Schayegh’s concept of transpatialization weaves together Bilad al-Sham like a tapestry. The intertwinement of local, urban, regional, and global fields presents views of the modern Middle East that are otherwise unapparent. For example, transpatialization brings new meaning to consequential topics like the development of Arab nationalism. It captures the fluctuating values of qawmiyya (pan-Arab nationalism) and wataniyya (individual state nationalism) as individuals, cities, nation-states, and regions appropriated them. This leads to novel formulations like Syrian president Shukri al-Quwatli’s: “I am a son of Damascus including all its neighborhoods, its different quarters and houses, I am a son of Syria, and I am a son of the Arabs.”
Schayegh uses transpatialization to effectively trace some historical developments like Arab nationalism, but his attempt to offer a definitive history of Bilad al-Sham’s spatial formation is incomplete. For instance, he misses opportunities to address global networks. He mentions diasporic communities and individuals, like the Homsis in Sao Paolo and Khalil Sakakini in New York, yet fails to significantly develop these global connections into his argument. Most of his analysis remains within the bounds of Bilad al-Sham despite his global ambitions.
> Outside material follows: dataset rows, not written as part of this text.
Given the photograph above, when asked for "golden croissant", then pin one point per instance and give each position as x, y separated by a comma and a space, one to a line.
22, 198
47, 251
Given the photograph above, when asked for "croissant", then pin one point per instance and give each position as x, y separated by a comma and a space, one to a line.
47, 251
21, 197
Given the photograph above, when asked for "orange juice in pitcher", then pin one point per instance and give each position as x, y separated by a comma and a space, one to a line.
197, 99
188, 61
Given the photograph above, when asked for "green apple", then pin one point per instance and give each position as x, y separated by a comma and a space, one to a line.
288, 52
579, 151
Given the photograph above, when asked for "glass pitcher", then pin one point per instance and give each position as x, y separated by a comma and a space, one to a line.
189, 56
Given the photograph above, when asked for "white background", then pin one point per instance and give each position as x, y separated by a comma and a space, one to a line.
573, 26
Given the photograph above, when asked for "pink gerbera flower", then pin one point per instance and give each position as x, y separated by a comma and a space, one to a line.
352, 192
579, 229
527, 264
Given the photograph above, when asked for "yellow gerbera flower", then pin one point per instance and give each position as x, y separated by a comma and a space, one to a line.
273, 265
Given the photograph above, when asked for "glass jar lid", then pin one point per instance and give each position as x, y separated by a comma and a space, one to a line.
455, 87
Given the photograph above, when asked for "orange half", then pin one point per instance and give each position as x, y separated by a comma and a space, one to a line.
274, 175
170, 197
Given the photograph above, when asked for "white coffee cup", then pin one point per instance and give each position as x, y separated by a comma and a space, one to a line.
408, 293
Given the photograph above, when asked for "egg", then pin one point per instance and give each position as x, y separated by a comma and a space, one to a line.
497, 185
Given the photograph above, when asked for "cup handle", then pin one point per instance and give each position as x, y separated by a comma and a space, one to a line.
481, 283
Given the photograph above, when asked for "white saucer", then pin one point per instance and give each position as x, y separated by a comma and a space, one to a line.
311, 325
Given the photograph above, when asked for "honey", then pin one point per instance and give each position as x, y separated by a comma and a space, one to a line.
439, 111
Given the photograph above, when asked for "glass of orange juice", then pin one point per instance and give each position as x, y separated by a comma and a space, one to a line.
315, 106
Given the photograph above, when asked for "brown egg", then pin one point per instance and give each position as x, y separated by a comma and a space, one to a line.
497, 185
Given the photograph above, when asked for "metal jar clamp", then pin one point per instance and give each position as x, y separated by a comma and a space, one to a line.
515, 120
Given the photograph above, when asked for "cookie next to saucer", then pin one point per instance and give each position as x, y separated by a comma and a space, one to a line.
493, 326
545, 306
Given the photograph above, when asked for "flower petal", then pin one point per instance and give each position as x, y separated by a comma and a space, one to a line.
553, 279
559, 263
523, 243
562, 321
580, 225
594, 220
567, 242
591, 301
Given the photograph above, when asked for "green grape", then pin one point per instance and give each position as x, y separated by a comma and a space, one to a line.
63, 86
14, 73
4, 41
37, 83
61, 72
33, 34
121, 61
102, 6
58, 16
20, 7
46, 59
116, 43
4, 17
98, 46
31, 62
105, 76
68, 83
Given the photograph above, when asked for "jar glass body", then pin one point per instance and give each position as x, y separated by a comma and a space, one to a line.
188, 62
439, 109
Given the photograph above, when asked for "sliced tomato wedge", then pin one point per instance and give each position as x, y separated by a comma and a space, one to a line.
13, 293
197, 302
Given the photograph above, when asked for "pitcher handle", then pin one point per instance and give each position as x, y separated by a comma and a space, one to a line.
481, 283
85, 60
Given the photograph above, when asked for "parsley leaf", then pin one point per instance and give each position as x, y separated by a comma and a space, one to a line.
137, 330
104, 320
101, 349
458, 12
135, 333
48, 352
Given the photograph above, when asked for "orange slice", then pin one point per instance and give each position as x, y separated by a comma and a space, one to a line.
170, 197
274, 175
Schayegh pulls together a magisterial account of the modern formation of Bilad al-Sham and sets a precedent for the use of transpatialization in global history. While the argument of the book is often specific to Bilad al-Sham, it is a useful work for a broad audience seeking conceptual tools to make sense of the modern world. The concept of transpatialization is viable and should be employed in future studies of Bilad al-Sham, the modern Middle East, and the modern world.